Henking was no longer censoring herself.

From behind the veneer of the academic and all the years of questioning, discovery, teaching and arguments both dispassionate and fervent, an emotional center that unites humanity edged out in her broken voice.

"Because I really loved the place," she said. "The students and the faculty renewed my belief in a higher education. They renewed my belief that you can have a better life if you're willing to learn some things and do it together and do it despite the fact that you disagree with each other. They reminded me of the point of what I'd spent a career doing."

Reflection was inevitable.

"I couldn't raise enough money," Henking said. "It was in too bad a shape when I arrived. Sometimes you just follow your ideals. Shimer was not just a job for me. It was a vocation. It was really meaningful to me to be able to spend five years at this tiny place that is incredibly intense, rewarding and heartbreaking. It's been very hard for me. Part of running away from religion was running away from the requirement of self-sacrifice but that doesn't mean you don't choose it sometimes."

It is still too early for Henking to make concrete plans concerning her future beyond returning to Geneva and the waiting arms of her partner.

Meanwhile, Conservative commentators continue to add academics to their growing list of enemies of an increasingly divided America.

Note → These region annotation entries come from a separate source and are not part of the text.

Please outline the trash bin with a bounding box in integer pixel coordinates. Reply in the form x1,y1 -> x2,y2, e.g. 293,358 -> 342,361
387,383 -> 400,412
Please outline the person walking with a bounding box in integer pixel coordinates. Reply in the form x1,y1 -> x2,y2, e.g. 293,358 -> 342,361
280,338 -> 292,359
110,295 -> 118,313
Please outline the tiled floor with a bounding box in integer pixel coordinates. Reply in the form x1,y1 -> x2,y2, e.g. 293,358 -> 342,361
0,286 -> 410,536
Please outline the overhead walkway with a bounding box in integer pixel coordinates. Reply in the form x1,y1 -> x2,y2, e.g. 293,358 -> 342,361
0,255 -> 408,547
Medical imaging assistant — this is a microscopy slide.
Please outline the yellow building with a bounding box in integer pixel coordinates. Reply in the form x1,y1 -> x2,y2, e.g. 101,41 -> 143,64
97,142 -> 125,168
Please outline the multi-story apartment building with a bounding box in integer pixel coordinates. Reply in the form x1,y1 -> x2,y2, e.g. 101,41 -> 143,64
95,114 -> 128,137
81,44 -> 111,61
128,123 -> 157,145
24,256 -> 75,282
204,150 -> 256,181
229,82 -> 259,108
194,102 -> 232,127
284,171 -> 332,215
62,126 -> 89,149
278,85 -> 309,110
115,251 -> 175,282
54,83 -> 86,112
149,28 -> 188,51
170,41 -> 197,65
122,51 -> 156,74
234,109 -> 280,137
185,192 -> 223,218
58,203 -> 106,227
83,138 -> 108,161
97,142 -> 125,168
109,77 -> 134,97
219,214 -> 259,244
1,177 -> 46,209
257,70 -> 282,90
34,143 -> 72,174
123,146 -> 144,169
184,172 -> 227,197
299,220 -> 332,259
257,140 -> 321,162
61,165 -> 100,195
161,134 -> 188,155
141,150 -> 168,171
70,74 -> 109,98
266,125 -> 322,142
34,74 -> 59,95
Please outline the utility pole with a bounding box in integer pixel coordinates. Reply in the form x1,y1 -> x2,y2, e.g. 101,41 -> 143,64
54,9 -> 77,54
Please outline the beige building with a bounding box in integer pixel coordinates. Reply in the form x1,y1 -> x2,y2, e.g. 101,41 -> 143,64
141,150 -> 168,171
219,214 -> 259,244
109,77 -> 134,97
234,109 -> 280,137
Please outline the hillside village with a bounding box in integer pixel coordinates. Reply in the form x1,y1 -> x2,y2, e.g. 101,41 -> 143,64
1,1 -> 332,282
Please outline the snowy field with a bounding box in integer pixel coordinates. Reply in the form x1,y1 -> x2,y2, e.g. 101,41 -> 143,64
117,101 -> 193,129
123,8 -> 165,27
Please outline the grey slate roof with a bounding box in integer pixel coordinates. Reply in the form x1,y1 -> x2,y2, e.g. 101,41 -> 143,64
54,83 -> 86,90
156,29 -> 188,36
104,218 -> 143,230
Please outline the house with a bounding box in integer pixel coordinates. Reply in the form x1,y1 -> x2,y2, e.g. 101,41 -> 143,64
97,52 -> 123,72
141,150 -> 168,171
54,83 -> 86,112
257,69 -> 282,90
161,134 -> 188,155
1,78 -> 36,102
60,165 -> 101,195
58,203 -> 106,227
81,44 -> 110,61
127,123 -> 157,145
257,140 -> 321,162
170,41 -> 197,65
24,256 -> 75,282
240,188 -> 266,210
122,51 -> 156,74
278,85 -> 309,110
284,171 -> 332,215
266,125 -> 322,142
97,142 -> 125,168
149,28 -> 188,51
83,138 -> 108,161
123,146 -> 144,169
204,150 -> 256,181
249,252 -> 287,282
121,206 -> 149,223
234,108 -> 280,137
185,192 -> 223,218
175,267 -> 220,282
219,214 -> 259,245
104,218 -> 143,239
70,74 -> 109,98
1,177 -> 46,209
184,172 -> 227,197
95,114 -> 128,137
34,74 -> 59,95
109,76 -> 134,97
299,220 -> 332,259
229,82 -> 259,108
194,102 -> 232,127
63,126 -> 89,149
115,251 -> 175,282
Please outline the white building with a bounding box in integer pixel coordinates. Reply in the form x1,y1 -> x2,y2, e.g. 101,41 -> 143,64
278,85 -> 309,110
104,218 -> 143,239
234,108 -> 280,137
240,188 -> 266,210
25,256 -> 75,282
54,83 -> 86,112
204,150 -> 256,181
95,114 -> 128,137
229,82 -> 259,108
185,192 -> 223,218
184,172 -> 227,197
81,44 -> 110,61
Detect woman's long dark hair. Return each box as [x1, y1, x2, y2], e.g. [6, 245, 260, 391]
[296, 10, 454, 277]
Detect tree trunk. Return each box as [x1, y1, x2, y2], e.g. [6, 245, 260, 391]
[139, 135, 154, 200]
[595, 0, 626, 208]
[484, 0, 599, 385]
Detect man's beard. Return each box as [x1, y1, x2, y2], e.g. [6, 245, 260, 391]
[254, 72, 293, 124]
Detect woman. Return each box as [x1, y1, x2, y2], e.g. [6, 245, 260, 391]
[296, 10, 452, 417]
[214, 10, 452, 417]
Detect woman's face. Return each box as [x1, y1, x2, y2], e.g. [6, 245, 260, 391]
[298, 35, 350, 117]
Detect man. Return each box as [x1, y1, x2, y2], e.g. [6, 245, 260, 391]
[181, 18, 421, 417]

"It's the first time I haven't had a job since I was 16," she said. "I'm trying hard to think of it as liberating but I haven't got there quite yet. I think in the United States, there's a confusion between academics and intellectuals. We need critical, intelligent reflection together across agreements and disagreements about what it is we're doing and what we aspire to do. It brings history and questioning to the table. Higher education is under threat in the United States. Getting a job and paying your bills can't be it's only point. Teaching, research and scholarship is part of a contribution to the public good."

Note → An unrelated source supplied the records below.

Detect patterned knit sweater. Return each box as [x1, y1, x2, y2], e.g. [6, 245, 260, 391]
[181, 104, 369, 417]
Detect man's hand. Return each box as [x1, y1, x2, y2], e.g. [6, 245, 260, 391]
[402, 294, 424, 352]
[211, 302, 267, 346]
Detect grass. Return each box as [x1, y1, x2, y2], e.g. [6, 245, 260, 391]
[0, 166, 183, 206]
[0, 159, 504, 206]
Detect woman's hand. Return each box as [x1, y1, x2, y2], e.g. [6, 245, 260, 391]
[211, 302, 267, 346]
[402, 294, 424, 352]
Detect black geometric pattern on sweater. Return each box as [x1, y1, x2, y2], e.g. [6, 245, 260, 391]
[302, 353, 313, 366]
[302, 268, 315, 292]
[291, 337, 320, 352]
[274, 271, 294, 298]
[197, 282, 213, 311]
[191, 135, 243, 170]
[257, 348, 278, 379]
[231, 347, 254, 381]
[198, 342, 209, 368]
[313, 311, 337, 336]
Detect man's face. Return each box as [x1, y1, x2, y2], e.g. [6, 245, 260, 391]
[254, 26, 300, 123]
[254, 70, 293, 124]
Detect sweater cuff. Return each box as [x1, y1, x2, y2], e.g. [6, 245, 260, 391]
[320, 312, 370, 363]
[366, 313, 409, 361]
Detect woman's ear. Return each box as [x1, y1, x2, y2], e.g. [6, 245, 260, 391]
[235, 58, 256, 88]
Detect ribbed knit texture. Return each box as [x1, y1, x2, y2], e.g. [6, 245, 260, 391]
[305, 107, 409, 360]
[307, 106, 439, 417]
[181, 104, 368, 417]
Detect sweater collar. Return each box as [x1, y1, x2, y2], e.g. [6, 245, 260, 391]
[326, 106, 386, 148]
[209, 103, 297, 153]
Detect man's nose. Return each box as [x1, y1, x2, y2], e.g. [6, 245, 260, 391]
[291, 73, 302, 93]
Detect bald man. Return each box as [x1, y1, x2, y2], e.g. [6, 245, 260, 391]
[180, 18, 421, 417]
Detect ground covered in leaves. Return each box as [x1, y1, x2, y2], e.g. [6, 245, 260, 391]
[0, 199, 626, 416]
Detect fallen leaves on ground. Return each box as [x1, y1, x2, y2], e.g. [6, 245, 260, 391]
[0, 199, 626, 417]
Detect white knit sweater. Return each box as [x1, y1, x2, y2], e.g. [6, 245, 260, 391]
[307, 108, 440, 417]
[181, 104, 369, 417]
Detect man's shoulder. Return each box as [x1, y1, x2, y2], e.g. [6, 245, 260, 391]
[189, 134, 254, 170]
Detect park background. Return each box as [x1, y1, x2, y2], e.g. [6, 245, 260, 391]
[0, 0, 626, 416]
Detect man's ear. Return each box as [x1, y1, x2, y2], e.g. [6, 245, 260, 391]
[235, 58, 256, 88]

"Your Alma Mater will watch anxiously, lovingly, the line of light which marks your past," Sawyer concluded her speech in 1895. "Think not, it makes no matter if your taper vanish. One spark extinguished leaves darkness in its place. Each new thought that you may awaken, each new aspiration you may enkindle, each new impulse for good, you may stimulate flashes back to her a thrill of joy and makes the fire on her altar burn more brightly."